The community of Emasera neighbors Murumba Community, where we protected Shololwa Spring. The members admired the fine work done and the clean water they now drink. So, they requested protection for their own water source, Visenda Spring (formerly mislabeled as Murumba Spring in Masera community).
A normal day begins at 5am. The wife of the house prepares the children to go to school. The adults then proceed to the farm where they spend most of the day either planting, weeding or harvesting - depending on the season of the year.
The majority of these people are small-scale farmers who plant maize and other subsistence crops like sweet potatoes. Very little is sold.
Young men in the area roam around the village hoping to get someone to hire them for manual labor. There are few jobs due to the low levels of education and lack of proper income-generating projects.

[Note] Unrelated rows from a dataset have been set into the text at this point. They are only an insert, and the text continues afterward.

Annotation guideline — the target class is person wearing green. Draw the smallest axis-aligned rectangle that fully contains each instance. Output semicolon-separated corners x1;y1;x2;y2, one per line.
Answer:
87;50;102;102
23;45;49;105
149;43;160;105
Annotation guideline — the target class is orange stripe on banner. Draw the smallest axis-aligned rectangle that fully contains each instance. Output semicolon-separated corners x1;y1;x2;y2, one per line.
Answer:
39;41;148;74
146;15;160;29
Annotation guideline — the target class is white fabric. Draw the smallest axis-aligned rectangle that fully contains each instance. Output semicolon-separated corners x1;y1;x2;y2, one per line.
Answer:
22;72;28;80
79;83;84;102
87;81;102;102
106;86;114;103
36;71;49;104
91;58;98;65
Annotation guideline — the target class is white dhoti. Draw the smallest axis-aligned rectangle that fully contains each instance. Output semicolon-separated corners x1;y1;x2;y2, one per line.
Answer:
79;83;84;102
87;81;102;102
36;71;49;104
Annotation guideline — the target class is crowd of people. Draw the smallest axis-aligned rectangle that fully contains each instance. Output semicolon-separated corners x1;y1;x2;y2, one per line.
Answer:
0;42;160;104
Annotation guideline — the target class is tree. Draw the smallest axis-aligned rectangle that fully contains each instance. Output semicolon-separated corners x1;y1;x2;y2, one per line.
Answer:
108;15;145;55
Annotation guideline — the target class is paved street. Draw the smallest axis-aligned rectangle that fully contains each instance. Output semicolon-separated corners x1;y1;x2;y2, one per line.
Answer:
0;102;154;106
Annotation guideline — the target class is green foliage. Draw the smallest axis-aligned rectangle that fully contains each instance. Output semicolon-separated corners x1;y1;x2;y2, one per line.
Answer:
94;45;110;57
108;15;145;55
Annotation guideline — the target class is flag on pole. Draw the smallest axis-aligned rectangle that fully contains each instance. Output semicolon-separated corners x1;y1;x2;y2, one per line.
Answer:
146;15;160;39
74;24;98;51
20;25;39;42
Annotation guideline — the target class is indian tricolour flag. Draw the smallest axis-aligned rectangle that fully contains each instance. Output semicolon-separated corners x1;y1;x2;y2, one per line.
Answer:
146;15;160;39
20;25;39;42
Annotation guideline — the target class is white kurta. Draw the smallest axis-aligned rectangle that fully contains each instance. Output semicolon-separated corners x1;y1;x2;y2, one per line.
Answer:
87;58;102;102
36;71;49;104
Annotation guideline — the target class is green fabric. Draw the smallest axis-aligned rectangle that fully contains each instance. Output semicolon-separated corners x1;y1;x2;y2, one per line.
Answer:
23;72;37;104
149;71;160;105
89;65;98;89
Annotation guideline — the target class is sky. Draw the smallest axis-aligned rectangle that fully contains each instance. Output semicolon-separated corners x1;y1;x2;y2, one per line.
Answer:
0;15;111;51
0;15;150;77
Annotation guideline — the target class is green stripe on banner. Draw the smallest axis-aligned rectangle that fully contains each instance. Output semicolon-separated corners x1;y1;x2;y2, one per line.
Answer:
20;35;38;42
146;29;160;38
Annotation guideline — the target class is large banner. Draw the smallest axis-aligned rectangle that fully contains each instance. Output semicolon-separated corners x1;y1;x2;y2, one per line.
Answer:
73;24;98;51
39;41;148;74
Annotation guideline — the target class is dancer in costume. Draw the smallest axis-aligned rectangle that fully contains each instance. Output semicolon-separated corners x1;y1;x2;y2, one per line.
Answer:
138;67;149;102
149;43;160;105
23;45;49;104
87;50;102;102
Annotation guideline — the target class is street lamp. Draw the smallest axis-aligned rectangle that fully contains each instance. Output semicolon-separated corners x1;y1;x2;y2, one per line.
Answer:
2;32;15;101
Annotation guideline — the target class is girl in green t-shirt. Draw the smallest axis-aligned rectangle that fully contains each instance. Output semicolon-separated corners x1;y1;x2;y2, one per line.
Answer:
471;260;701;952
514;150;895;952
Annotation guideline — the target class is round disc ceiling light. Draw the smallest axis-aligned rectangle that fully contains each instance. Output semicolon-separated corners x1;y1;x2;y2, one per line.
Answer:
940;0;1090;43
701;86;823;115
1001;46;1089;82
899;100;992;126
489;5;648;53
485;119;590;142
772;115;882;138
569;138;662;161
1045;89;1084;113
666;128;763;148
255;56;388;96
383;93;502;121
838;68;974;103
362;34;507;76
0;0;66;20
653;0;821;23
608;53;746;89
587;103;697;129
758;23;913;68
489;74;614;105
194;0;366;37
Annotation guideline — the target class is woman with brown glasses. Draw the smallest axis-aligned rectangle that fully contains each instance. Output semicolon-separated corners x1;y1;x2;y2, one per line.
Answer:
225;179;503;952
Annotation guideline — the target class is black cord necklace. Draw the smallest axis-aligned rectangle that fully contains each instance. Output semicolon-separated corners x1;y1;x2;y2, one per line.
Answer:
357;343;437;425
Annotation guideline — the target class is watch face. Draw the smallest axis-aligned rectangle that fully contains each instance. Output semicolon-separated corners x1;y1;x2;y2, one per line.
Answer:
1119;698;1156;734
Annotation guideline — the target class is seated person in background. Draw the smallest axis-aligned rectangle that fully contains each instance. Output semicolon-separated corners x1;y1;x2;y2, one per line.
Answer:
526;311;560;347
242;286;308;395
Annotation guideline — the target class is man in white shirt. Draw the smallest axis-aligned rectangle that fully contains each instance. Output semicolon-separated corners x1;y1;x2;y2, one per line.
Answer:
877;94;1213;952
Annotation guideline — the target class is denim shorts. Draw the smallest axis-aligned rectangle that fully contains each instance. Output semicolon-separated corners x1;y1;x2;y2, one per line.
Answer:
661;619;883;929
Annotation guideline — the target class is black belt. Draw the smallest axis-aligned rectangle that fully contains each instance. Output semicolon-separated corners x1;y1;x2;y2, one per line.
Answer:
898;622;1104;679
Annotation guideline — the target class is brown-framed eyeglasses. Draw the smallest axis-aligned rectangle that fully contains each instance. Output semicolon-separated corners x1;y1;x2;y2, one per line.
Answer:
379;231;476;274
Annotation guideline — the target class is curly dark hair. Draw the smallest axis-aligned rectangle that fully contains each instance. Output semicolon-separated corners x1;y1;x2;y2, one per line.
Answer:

The community members are united despite a high rate of unemployment and low literacy levels in the village. This was evident in the way we were welcomed while conducting the baseline survey.
This unprotected spring is located in Emasera Village of Kakamega County and serves more than 30 households.
The spring beneficiaries use the water for drinking, various domestic needs, and irrigating their farms. They have mustered a standing stone and a rod to step on as they fetch water so that they do not step into the water as they scoop it up. Water is collected using a cup or bowl which is poured out into the larger jerrycans.
The water is used almost immediately after collection. It is usually fetched when the need arises. The remaining water is stored in the jerrycans - often without covers.
This spring is unprotected and thus contaminated in various ways. Farming activities, for example, are done very close to the water catchment area.
Sugarcane, the main cash crop in the area, is planted close to the water spring. The various chemicals fertilizers and pesticides sprayed in the farm wash into the spring water when it rains.
This results in a high level of contamination. The community members cited many cases of stomachaches and the outbreak of waterborne diseases. Waterborne diseases like typhoid and diarrhea are rampant within this community.
Many people continue washing their clothes, watering their animals, and bathing in the spring due to the general lack of awareness of water pollution. This results in further water contamination.
Less than half of households in the community have latrines. The few that exist are in a poor state with mud walls full of cracks and floors that appear too dirty to enter. As a result, open defecation is an issue in the community.
The presence of dish racks, bathrooms, and few clotheslines symbolize the willingness of the community to do improve their sanitation and hygiene.
The majority of people dispose of their garbage by decomposing it in their farms. They believe produces a very effective kind of manure. On the other hand, they burn the plastic and paper.
Here’s what we’re going to do about it:
Community members will attend hygiene and sanitation training for at least two days. This training will ensure participants have the knowledge they need about healthy practices and their importance. The facilitator plans to use PHAST (Participatory Hygiene and Sanitation Transformation), CLTS (Community-Led Total Sanitation), ABCD (Asset-Based Community Development), group discussions, handouts, and demonstrations at the spring. One of the most important topics we plan to cover is the handling, storage, and treatment of water. Having a clean water source will be extremely helpful, but it is useless if water gets contaminated by the time it’s consumed. Hand-washing will also be a big topic.
Training will also result in the formation of a committee that will oversee operations and maintenance at the spring. They will enforce proper behavior around the spring and delegate tasks that will help preserve the site, such as building a fence and digging proper drainage. The fence will keep out destructive animals, and the drainage will keep the area’s mosquito population at a minimum.
On the final day of training, participants will select five families that should benefit from new latrine floors.
Training will also inform the community and selected families on what they need to contribute to make this project a success. They must mobilize locally available materials, such as bricks, clean sand, hardcore, and ballast. The five families chosen for sanitation platforms must prepare by sinking a pit for the sanitation platforms to be placed over. All community members must work together to make sure that accommodations and food are always provided for the work teams.
Protecting the spring will ensure that the water is safe, adequate and secure. Construction will keep surface runoff and other contaminants out of the water. With the community’s high involvement in the process, there should be a good sense of responsibility and ownership for the new clean water source.
Fetching water is predominantly a female role, done by both women and young girls. Protecting the spring and offering training and support will, therefore, help empower the female members of the community by giving them more time and efforts to engage and invest in income-generating activities.